Colonial Revival reproduction hardware combines the best of the past and present. Larger manufacturers and artisans are reinterpreting period designs or inventing wholly new ones in the same spirit, producing wares using the oldest of blacksmithing techniques and also the latest in industrial technology.
Industrial Innovations
The hardware that appears in Colonial Revival homes built between roughly 1895 and 1940 may be reminiscent of 18th-century forms, but the methods and materials used to make it were quite different from those of true colonial hardware. Very few artisans were forging iron in 1923—and yet there are hundreds, if not thousands, who do so now. (Today, most work in mild steel instead of iron.) Brass, rare and almost always imported in colonial times, was far more pervasive in the early decades of the 20th century. So too was pot metal, finished and patinated to look like antiqued brass. Almost all of it was made using industrial innovations like casting, plating, and die-stamping, which captured the look without the labor.
Early 20th-century Colonial Revival hardware usually gave away its machine-made origins (even when posing as a colonial strap hinge). With the exception of real hand-forged pieces, that’s still true today; in fact, some designs make no apology for their industrial origins, with obvious seaming and finishes that resemble a heavy coating of rust. It’s often a point of honor that a cast-brass or -bronze entry set has substantial heft, while true colonial hardware was very light because of the scarcity of metal. Revival hardware was heavier, but not so beefy as quality hardware now, which may be solid brass, industrial cast bronze, mild steel, or an amalgam of metals.
Colonial Revival Motifs & Design
Makers of early 20th-century household or architectural hardware spiced up spare and simple colonial designs with motifs borrowed from classical architecture, like egg-and-dart or rope molding, often blending or blurring stylistic elements that were markers of specific styles in the 18th century, including Georgian and Adam. Good reproductions often copy these “revivals,” often with minor adjustments that make them slightly different, thus nudging history’s design timeline along.

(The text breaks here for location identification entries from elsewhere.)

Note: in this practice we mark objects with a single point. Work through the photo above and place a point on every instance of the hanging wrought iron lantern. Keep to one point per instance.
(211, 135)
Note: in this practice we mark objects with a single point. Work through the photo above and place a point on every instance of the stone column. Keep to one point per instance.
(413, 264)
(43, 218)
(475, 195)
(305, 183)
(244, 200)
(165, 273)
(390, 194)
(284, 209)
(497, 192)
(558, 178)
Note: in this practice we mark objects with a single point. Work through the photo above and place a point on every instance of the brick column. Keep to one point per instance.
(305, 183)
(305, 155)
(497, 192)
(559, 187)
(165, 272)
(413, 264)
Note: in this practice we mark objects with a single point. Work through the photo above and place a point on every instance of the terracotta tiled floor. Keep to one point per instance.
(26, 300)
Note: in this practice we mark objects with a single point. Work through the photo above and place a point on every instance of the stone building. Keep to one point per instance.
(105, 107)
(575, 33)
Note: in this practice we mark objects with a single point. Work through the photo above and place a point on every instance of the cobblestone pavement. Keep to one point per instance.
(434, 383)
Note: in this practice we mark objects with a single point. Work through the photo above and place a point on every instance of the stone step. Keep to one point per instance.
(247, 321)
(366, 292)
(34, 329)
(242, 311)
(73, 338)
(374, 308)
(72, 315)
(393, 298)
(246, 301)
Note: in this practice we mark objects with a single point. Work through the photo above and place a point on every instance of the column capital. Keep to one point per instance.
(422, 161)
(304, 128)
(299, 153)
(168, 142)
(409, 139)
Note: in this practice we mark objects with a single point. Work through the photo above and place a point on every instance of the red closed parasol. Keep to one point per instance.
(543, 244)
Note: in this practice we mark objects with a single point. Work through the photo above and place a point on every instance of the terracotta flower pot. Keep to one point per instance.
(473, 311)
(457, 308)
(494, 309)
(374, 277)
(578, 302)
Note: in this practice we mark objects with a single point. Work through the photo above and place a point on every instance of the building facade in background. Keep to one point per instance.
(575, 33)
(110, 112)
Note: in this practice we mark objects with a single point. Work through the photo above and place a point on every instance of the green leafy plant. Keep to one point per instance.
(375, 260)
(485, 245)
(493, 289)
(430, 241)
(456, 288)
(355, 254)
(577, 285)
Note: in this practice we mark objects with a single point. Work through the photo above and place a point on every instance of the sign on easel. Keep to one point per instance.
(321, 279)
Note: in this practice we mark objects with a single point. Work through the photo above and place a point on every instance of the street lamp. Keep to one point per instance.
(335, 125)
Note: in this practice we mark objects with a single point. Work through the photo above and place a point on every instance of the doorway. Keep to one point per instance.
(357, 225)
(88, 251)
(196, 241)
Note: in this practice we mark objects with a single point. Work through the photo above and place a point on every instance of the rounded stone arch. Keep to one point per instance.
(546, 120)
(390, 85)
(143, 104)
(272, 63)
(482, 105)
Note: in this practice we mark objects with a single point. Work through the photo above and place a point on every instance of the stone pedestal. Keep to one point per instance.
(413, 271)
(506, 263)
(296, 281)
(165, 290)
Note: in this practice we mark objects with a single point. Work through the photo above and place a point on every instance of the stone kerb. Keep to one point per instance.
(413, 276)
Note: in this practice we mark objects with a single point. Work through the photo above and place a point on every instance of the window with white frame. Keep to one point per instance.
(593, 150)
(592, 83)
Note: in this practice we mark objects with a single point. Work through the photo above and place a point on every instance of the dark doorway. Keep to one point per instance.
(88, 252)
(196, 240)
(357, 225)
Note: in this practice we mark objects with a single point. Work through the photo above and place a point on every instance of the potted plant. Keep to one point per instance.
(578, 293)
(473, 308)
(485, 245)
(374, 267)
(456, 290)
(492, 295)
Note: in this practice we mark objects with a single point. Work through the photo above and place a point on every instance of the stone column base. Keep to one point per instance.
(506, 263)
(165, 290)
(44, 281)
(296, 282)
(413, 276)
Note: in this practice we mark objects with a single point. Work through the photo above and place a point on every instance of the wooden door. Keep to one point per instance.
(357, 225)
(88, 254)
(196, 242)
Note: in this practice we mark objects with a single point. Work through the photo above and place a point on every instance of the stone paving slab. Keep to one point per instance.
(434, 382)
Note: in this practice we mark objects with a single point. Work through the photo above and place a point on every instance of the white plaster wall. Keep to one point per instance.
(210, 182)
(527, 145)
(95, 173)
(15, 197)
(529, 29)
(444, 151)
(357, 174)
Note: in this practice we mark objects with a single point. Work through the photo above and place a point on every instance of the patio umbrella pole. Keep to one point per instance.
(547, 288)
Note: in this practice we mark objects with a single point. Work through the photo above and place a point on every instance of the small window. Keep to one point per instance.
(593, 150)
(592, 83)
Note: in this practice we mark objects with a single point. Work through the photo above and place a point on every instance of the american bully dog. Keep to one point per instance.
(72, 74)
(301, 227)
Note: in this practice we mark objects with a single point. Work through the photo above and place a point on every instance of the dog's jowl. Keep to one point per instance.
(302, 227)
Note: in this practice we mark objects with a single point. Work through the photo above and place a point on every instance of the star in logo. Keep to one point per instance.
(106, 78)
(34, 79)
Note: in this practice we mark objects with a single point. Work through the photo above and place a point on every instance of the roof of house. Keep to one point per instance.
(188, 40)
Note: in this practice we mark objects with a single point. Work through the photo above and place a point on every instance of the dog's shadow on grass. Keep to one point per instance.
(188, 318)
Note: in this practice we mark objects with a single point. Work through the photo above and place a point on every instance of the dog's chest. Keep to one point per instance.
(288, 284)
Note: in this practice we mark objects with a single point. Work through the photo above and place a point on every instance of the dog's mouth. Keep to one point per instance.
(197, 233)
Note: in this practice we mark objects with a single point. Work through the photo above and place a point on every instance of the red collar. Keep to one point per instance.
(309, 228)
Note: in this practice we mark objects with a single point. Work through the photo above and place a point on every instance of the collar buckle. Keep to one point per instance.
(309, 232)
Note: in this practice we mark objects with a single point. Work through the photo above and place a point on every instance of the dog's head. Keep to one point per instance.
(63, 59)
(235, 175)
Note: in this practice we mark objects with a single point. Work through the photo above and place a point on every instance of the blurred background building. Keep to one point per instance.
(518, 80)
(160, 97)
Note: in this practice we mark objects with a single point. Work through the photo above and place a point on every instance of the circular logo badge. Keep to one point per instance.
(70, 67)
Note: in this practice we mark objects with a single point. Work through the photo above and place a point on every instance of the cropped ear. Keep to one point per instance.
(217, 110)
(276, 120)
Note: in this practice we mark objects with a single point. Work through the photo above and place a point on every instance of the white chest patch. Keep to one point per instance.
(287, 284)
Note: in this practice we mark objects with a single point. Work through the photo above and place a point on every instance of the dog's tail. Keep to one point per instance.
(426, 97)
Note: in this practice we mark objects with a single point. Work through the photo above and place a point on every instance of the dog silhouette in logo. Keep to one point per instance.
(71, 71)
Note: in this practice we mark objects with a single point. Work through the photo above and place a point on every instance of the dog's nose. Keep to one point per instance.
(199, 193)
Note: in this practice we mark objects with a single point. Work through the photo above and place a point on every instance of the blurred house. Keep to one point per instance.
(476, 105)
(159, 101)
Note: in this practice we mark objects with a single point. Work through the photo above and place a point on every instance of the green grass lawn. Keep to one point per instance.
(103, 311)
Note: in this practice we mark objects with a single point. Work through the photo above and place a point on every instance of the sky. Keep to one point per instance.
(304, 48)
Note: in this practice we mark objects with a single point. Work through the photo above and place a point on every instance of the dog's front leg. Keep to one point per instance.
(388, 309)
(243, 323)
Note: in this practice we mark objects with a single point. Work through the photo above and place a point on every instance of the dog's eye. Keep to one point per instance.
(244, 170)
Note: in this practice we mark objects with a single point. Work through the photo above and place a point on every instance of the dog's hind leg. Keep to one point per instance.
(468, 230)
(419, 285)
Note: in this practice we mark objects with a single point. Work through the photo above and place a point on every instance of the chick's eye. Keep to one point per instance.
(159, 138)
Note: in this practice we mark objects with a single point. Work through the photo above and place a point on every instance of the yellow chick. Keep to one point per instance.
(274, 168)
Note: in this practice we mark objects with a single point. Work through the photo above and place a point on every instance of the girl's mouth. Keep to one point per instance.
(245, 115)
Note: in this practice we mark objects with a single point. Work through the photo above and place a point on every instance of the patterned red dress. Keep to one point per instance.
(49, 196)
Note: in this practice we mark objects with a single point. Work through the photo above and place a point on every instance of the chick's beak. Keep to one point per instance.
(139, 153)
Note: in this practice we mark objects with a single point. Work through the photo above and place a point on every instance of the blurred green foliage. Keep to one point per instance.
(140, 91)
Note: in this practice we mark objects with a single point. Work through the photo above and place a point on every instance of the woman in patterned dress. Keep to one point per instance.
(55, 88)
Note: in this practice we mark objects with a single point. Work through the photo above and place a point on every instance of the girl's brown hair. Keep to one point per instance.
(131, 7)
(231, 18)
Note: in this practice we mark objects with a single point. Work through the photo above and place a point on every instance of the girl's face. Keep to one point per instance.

Manufacturers also made it easy for builders to use their products interchangeably, whether the house was Tudor, Spanish Colonial, Mediterranean, or Georgian Revival. Modern crafters have gone even further, introducing designs that are meant to blanket almost any history-inspired house style. At the other end of the spectrum, many offer custom replication services that can produce passage sets or gate hardware that’s impossible to differentiate from period originals.
Hardware Finishes, from Glass Knobs to Brass Cabinet Hardware
Another Colonial Revival innovation was to offer the customer a choice of up to six different finishes, with an emphasis on those that darkened hardware surfaces to make them look old. Contemporary hardware makers may offer up to 40 different finishes on a single item, from raw brass or oil-rubbed bronze to verdigris, antiqued copper, dark bronze and brass, and polished, brushed, or matte nickel, just to name a few.
Naturally, we now have coordinating knobs and backplates in every metal and finish, but the Colonial Revival affection for brass and cut-glass or crystal knobs is back in full force with an explosion of beautiful reproductions and new forms in recent years. There are knobs of hand-blown glass in every color under the sun, plus faceted crystal, and even a modern version of mercury (silvered) glass.